Last Updated: September 20, 2022
With more than 60 mountain ranges and hills surrounding Maryland, it is a paradise for birds. From the Piedmont Plateau to the Appalachian Mountains, the Free State is an ideal environment for birds to thrive.
And why is that?
According to the Maryland Department of Natural Resources, the state is home to more than 450 bird species.
If you are looking for the perfect birdwatching destination, Maryland won’t disappoint! From small orioles to mighty eagles, you will find plenty of Maryland birds. Whether you are in the deep forest or hanging out in a city park, birds in the state abound! They are also common backyard visitors.
- Year-Round Maryland Birds
- Seasonal Birds Of Maryland
- Frequently Asked Questions
Year-Round Maryland Birds
From hot summers to cold winters, here is a rundown of the most common birds in Maryland. With its rich natural resources, the state is gifted with plenty of birds!
1. Northern Cardinal
With its bright red plumage and black patch, the Northern Cardinal is one of the most recognizable birds you will see in Maryland.

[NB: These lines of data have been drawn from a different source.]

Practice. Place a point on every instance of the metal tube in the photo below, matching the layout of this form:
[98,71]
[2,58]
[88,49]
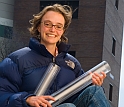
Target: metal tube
[47,79]
[78,84]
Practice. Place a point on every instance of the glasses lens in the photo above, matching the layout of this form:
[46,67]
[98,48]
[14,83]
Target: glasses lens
[49,24]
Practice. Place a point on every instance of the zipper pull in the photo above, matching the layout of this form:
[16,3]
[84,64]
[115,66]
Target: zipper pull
[53,59]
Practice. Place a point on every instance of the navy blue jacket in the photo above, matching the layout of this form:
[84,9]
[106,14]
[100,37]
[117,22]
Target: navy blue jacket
[23,69]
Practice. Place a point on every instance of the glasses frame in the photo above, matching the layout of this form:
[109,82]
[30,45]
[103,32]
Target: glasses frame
[51,25]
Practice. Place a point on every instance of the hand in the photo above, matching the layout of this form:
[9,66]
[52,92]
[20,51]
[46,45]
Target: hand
[38,101]
[97,79]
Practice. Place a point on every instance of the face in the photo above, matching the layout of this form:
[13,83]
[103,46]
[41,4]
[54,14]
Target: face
[51,28]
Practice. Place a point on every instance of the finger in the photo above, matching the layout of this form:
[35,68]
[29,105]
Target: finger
[97,79]
[44,101]
[43,105]
[104,74]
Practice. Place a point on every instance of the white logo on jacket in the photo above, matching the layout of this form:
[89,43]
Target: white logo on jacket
[70,64]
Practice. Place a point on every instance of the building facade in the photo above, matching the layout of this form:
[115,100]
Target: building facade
[95,34]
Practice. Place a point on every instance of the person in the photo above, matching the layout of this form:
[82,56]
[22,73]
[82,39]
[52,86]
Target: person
[22,70]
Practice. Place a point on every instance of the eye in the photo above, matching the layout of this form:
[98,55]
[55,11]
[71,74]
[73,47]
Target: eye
[47,24]
[59,26]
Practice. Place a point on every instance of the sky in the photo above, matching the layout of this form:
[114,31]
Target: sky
[121,92]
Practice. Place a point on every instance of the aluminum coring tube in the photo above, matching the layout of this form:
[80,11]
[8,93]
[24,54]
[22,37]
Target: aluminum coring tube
[78,84]
[47,80]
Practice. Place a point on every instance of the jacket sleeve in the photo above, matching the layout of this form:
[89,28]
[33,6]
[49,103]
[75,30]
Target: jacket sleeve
[10,83]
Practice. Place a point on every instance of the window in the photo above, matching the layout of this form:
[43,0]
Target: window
[74,5]
[110,91]
[73,53]
[6,31]
[116,4]
[113,46]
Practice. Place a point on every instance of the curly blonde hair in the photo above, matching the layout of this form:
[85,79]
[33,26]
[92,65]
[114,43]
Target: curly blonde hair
[66,12]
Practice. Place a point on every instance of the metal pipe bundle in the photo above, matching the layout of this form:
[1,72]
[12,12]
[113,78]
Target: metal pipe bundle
[78,84]
[47,80]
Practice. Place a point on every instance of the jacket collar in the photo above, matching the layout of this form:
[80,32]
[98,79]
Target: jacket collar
[35,45]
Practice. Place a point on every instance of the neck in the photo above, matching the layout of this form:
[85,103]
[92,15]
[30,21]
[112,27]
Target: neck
[51,49]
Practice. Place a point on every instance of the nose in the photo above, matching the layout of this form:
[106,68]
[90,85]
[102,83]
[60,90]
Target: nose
[53,28]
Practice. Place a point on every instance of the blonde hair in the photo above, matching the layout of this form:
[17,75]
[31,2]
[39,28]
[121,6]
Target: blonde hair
[66,12]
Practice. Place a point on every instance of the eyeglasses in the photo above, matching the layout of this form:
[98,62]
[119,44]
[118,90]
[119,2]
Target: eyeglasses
[49,24]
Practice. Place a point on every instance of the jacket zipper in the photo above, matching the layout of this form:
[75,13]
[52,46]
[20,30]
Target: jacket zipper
[55,83]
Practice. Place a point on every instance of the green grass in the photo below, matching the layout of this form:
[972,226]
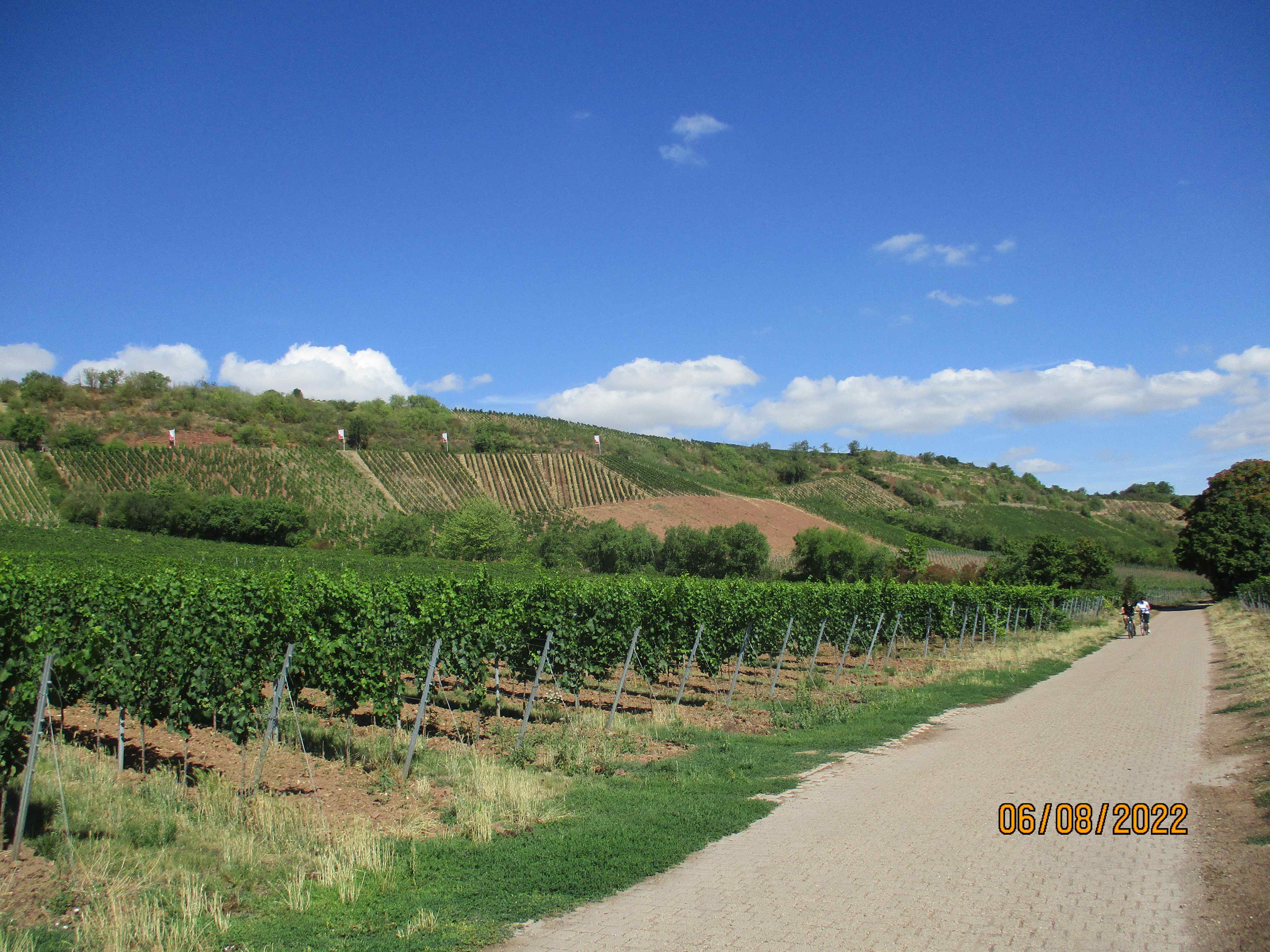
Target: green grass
[621,831]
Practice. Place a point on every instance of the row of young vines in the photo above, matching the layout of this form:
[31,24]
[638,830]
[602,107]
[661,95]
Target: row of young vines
[196,648]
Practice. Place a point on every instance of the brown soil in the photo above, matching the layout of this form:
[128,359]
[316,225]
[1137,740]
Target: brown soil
[779,521]
[1233,912]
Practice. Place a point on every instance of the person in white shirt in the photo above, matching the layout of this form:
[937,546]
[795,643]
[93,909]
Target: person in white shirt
[1145,613]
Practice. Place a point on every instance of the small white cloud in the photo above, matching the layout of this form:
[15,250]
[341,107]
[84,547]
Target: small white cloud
[19,360]
[955,254]
[180,362]
[684,155]
[1037,465]
[691,127]
[660,398]
[454,383]
[900,244]
[951,300]
[320,373]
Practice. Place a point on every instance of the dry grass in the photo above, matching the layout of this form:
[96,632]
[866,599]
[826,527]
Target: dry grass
[1246,638]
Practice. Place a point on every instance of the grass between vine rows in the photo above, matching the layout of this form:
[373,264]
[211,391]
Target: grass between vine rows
[158,866]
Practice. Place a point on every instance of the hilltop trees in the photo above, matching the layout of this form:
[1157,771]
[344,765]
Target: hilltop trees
[1227,535]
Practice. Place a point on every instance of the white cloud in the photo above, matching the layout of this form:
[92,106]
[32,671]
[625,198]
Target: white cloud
[958,398]
[693,127]
[1246,427]
[951,300]
[955,254]
[181,362]
[1037,465]
[454,381]
[690,129]
[19,360]
[684,155]
[657,397]
[320,373]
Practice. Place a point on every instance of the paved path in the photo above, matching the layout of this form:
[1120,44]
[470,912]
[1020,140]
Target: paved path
[901,851]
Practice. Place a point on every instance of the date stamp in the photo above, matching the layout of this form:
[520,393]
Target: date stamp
[1084,819]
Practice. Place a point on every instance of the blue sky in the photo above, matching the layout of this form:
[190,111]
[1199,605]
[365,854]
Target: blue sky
[741,221]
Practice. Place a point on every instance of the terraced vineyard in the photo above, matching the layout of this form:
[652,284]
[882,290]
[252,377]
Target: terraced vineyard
[657,480]
[548,480]
[22,498]
[422,483]
[341,501]
[857,492]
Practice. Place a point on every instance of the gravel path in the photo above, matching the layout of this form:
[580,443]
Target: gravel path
[900,850]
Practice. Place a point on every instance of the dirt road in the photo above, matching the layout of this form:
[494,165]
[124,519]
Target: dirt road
[901,850]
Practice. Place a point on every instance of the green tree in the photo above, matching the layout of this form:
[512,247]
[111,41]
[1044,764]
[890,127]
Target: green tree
[402,534]
[26,429]
[836,555]
[479,531]
[1227,534]
[42,388]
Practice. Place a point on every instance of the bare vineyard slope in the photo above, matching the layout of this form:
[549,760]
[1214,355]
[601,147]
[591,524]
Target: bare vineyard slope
[341,501]
[22,498]
[422,483]
[547,480]
[854,491]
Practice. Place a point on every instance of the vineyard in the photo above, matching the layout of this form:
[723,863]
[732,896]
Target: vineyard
[22,498]
[195,648]
[341,501]
[422,483]
[857,492]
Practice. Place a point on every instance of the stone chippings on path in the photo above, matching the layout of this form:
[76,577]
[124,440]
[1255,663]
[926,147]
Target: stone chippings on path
[899,849]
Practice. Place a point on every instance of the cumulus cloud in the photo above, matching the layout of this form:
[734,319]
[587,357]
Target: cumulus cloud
[958,398]
[454,383]
[1037,465]
[690,129]
[320,373]
[915,248]
[951,300]
[658,397]
[19,360]
[180,362]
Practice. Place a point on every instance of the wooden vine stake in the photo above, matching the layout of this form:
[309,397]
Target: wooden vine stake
[534,691]
[688,667]
[423,704]
[274,716]
[30,774]
[776,672]
[741,656]
[621,682]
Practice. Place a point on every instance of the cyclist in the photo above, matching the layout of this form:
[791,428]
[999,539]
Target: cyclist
[1127,613]
[1145,613]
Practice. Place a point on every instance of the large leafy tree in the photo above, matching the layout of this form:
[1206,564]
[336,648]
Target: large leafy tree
[1227,535]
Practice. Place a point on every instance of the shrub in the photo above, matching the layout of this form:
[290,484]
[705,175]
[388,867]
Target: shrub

Another notable characteristic of a Northern Cardinal is its thick and cone-shaped bill. The latter makes it easy for these birds to crack and eat seeds. It also eats berries, fruits, and insects.
Aside from their beautiful appearance, these birds are also known for their singing. Both males and females sing. When females sing, it is often a signal for male Northern Cardinal to bring food as a part of courtship.
Northern Cardinals are also known for being territorial. Do not be surprised if you see them fighting themselves! Chances are, they have seen a reflection on the mirrors and assumed that someone is claiming their nesting place.
2. Tufted Titmouse
A small and charismatic songbird, the tufted titmouse is a common bird in Maryland forests. In the winter, they are common Maryland backyard birds.
Identifying a tufted titmouse is easy. It is small with a gray body. This bird has a small and round bill and large black eyes. They also have a brushy chest.
Do you want to attract a tufted titmouse in your backyard? Give them something that they love! They like to munch peanuts and sunflower seeds in tube feeders. Even a platform feeder is hard for these birds to resist.
In the forest, the tufted titmouse is known for foraging on twigs and branches of trees. They can also drop on the ground when hunting for something to eat.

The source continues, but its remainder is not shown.